The UK Telegraph explains:
One million patients a week cannot get appointments with GPs, amid the longest waiting times on record, new figures show.
[…]The NHS figures show the number waiting at least a week to see their GP has risen by 56 per cent in five years, with one in five now waiting this long.
The pressures left 11.3 per cent of patients unable to get an appointment at all – a 27 per cent rise since 2012. This amounts to around 47 million occasions on which patients attempted but failed to secure help from their GP, forcing them to give up, try again later or turn to Accident & Emergency departments.
Rising numbers of patients struggled to even get through on the phone, with 27.8 per cent of those polled citing difficulties, compared with 18.5 per cent in 2012.
[…]The survey of more than 800,000 patients – which is held annually – found worsening access to family doctors across a range of measures.
GPs said the NHS was “at breaking point” with patients increasingly giving up their search for help, even though their health was deteriorating.
But, I am often told by socialists that American health care is just terrible compared to government-run health care systems in other countries. After all, who gives you better service? Private companies in a free market, like Amazon.com? Or government-run monopolies, like the Bureau of Motor Vehicles?
Let’s take a look at this analysis by a medical doctor who is also a Stanford University professor:
Fact No. 1: Americans have better survival rates than Europeans for common cancers. Breast cancer mortality is 52 percent higher in Germany than in the United States, and 88 percent higher in the United Kingdom. Prostate cancer mortality is 604 percent higher in the U.K. and 457 percent higher in Norway.
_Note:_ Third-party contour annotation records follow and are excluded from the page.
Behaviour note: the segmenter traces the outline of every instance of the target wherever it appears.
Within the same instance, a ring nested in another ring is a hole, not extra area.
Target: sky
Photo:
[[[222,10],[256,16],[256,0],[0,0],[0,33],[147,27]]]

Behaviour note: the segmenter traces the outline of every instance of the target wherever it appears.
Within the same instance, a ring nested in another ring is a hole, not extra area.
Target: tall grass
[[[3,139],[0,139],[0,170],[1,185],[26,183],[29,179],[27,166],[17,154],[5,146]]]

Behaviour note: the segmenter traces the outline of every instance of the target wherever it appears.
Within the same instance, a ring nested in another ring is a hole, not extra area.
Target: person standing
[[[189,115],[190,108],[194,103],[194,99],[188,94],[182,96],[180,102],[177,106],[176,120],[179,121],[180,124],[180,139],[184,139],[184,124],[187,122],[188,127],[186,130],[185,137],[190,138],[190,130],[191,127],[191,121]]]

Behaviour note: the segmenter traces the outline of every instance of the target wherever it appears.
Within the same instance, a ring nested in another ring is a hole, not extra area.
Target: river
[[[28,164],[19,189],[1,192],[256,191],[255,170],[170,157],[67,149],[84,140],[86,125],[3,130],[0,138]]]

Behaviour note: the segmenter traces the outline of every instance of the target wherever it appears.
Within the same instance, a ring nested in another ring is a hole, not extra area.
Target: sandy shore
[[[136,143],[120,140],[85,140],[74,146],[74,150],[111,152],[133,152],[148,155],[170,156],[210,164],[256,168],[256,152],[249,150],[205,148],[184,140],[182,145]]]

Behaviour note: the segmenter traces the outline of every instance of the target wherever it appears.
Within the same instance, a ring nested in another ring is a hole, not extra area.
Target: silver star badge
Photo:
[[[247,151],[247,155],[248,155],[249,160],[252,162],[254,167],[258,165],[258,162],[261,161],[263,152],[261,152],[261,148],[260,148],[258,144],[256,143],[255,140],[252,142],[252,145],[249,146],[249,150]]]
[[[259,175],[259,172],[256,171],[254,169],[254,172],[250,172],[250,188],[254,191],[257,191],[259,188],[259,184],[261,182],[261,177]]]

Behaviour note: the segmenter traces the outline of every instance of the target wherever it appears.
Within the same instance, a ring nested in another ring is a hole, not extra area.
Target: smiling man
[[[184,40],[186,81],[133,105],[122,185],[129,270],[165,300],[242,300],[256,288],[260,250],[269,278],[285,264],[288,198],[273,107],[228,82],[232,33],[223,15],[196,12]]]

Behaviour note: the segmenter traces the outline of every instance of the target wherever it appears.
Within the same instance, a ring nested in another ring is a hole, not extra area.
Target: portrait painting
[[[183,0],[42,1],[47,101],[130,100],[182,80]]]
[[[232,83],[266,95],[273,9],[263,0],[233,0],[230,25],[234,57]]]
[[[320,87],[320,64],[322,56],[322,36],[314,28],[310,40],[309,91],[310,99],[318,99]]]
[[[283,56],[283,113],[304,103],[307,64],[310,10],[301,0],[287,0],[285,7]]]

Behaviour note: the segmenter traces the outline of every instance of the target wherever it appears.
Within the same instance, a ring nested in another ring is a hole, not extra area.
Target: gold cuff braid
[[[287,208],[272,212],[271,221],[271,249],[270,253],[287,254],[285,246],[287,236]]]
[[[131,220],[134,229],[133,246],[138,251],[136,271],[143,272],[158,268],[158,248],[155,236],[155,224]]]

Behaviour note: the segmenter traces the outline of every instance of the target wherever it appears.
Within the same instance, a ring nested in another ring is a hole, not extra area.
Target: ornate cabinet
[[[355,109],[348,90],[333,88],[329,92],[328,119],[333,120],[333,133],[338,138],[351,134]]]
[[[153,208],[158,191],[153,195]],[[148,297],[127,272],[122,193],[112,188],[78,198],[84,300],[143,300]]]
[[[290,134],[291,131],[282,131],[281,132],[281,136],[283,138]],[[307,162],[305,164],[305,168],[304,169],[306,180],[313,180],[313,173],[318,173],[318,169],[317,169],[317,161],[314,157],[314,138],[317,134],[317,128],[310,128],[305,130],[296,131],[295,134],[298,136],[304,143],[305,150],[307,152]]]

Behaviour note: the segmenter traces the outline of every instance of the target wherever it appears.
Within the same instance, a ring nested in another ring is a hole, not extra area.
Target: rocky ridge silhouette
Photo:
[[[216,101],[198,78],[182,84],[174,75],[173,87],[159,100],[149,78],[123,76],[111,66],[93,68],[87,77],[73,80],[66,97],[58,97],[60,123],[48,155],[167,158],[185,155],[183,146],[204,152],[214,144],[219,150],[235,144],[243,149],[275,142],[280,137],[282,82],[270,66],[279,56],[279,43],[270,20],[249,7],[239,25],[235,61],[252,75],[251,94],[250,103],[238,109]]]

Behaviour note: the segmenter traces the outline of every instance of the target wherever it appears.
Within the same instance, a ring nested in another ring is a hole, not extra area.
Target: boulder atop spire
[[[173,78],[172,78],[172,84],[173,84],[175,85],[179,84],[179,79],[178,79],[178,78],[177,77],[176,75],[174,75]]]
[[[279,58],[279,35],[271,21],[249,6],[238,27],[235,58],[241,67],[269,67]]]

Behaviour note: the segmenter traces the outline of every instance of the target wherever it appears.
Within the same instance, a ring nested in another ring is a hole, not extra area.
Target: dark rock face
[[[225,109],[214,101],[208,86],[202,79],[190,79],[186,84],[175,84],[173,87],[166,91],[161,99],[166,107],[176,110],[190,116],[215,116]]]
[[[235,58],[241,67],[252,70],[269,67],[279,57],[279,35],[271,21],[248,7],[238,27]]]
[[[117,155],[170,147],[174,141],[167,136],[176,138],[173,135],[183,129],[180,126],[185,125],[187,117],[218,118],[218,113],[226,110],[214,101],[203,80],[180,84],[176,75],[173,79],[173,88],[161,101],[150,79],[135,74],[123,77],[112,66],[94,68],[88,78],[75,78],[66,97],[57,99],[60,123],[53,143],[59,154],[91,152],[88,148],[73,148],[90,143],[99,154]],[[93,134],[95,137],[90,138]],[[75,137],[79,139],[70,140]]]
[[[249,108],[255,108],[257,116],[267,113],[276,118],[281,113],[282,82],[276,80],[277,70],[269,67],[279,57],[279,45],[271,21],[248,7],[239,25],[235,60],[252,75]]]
The mortality rate for colorectal cancer among British men and women is about 40 percent higher.
Fact No. 6: Americans spend less time waiting for care than patients in Canada and the U.K. Canadian and British patients wait about twice as long – sometimes more than a year – to see a specialist, to have elective surgery like hip replacements or to get radiation treatment for cancer. All told, 827,429 people are waiting for some type of procedure in Canada. In England, nearly 1.8 million people are waiting for a hospital admission or outpatient treatment.
Fact No. 9: Americans have much better access to important new technologies like medical imaging than patients in Canada or the U.K. Maligned as a waste by economists and policymakers naïve to actual medical practice, an overwhelming majority of leading American physicians identified computerized tomography (CT) and magnetic resonance imaging (MRI) as the most important medical innovations for improving patient care during the previous decade. [See the table.] The United States has 34 CT scanners per million Americans, compared to 12 in Canada and eight in Britain. The United States has nearly 27 MRI machines per million compared to about 6 per million in Canada and Britain.
UK taxpayers pay a lot more in taxes than Americans do. Is it worth it?
Honestly, who would you rather have running your health care? Doctors or unionized government workers who never passed high school arithmetic? The free market is best.